Seniors Have Other Options When They Can’t Afford to Move

Seniors Have Other Options When They Can’t Afford to Move

Tyler Bassett headshot author image in circle

Tyler Bassett

Director of Partner Success at Cornerstone Financing

The long-held retirement dream usually went along something like this. Once the kids are out of the house, you start thinking about downsizing. The house is too big, but the equity cash you get from selling allows you to buy something smaller and live comfortably in retirement.

But that isn’t the case anymore. As Meredith Whitney, the “Oracle of Wall Street,” told Bloomberg TV, homeowners are instead borrowing against their homes. In fact, 44% of home equity loans are being taken out by seniors.

Says Whitney, “Which is counterintuitive. It’s crazy, right?”

It doesn’t make sense. Those seniors are going into more debt to accumulate more cash to pay for retirement and other needs, such as long-term health care. It’s like the old saying, they’re “borrowing from Peter to pay Paul.”

The result is, according to Whitney, that only one in 10 seniors can afford assisted-living facilities. They’re too busy paying off Paul.

 

How did we get here?

Look no further than the housing market. As of late May, the going rate for a 30-year fixed mortgage is 6.94%. That drives up the cost of real estate. The median existing-home sale price rose 1.8 percent from April 2024 to today’s price of $414,000, marking the 22nd straight month of year-over-year price increases, according to Bankrate.

Bankrate continues by saying, “April 2025 home sales slowed to an annual pace of just 4.0 million, the slowest number for the month since the dark days of April 2009.”

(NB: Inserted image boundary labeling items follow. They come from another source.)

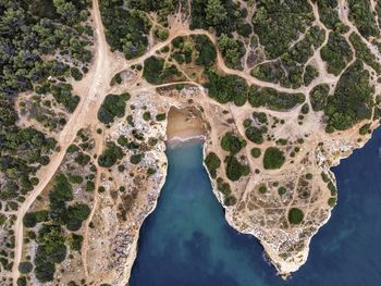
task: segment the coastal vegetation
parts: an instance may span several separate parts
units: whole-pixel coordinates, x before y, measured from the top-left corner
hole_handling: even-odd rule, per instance
[[[142,55],[148,46],[145,35],[150,29],[145,14],[136,9],[126,9],[123,0],[100,0],[99,7],[111,50],[123,52],[126,59]]]
[[[327,62],[329,73],[339,75],[353,58],[349,43],[337,32],[331,32],[327,45],[321,49],[321,59]]]
[[[276,147],[269,147],[263,154],[263,167],[266,170],[280,169],[285,161],[283,151]]]
[[[300,224],[304,220],[304,213],[298,208],[292,208],[288,211],[288,222],[293,225]]]
[[[213,70],[207,71],[209,82],[206,84],[209,97],[220,103],[233,101],[235,105],[245,104],[248,96],[246,80],[236,75],[220,75]]]
[[[220,158],[214,152],[209,152],[205,159],[205,164],[207,165],[207,169],[208,169],[211,177],[216,178],[217,170],[221,165]]]
[[[271,87],[258,88],[250,86],[248,102],[255,107],[267,107],[271,110],[286,111],[295,108],[306,100],[304,94],[285,94]]]
[[[153,85],[161,85],[170,79],[176,80],[181,73],[174,65],[165,66],[164,60],[155,55],[144,61],[143,76]]]
[[[115,117],[123,117],[125,113],[125,101],[130,99],[128,94],[107,95],[98,111],[98,120],[105,124],[112,123]]]
[[[343,73],[324,109],[328,132],[345,130],[357,122],[370,119],[373,88],[369,85],[369,77],[360,60],[356,60]]]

Basically, the home market is in a kind of lockdown. Seniors, who account for 42% of all homebuyers, are borrowing against their equity instead of selling their homes.

 

“This is one of the problems with the housing inventory,” Whitney told Bloomberg. “They’re staying in their homes because they can’t afford to move out.”

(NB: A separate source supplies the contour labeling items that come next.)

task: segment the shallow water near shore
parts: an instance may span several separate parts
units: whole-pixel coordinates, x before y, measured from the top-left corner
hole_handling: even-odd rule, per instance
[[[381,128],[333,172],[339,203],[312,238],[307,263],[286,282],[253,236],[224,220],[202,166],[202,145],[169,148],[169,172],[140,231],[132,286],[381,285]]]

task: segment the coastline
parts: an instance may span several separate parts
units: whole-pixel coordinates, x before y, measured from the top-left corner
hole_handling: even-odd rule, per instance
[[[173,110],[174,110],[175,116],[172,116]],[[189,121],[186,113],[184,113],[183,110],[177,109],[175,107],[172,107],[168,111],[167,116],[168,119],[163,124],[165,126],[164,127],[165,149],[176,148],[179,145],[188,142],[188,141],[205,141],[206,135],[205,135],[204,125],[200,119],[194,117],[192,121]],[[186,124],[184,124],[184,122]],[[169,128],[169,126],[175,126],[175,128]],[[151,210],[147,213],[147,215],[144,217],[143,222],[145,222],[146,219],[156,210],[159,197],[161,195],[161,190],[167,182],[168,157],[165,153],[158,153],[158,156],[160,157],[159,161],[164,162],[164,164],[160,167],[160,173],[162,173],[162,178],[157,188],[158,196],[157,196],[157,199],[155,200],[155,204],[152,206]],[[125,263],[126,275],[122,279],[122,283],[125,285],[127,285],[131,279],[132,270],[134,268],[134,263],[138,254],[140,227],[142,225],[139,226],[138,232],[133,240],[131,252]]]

What is a senior supposed to do?

Faced with these economic challenges, retiring seniors are faced with a dilemma. How to pay for their retirement, which may include long-term health care, while leaving a legacy for their children?

It seems impossible.

But the main reason why seniors are borrowing against their home equity is that there’s so much of it. The average homeowner holds $313,000 of home equity, up 6% from last year.

That home equity translates into a senior’s largest asset. But there’s got to be a smarter way to tap into that equity without going into more debt, right?

There is. Homeowners are realizing that a home equity investment agreement, or “HEI,” can be the proper channel to access their home equity, debt-free. The strategy converts a portion of their home equity into funds, which they can use to pay for insurance, annuities, and other financial planning approaches.

With an HEI, Homeowners don’t borrow money – it’s not a loan. They instead sell a fractional interest of their future home equity to an investor in exchange for a lump sum payment. The investor does not receive payment of its fractional interest until the homeowner’s death, sale or move-out of the home, or upon a set term (e.g., 10-30 years). An HEI can allow homeowners to continue to enjoy the benefits of homeownership, without adding monthly payments or debt.

But not all HEIs are equal. Homeowners should shop around and look for lower fees and caps on the investor’s percentage interest, and a longer set term – or no set term.

An equity loan could throws homeowners, especially seniors, into a whirlpool of increased debt, more payments, and less certainty about their futures.

With an HEI, they could have the flexibility they’re ultimately searching for and always dreamt about. It becomes the new dream.

 

This article is for informational purposes only. The opinions expressed above are of the author only and are not endorsed by Bloomberg L.P. or Meredith Whitney. This is not financial or tax advice. Always consult a financial or tax professional for such advice.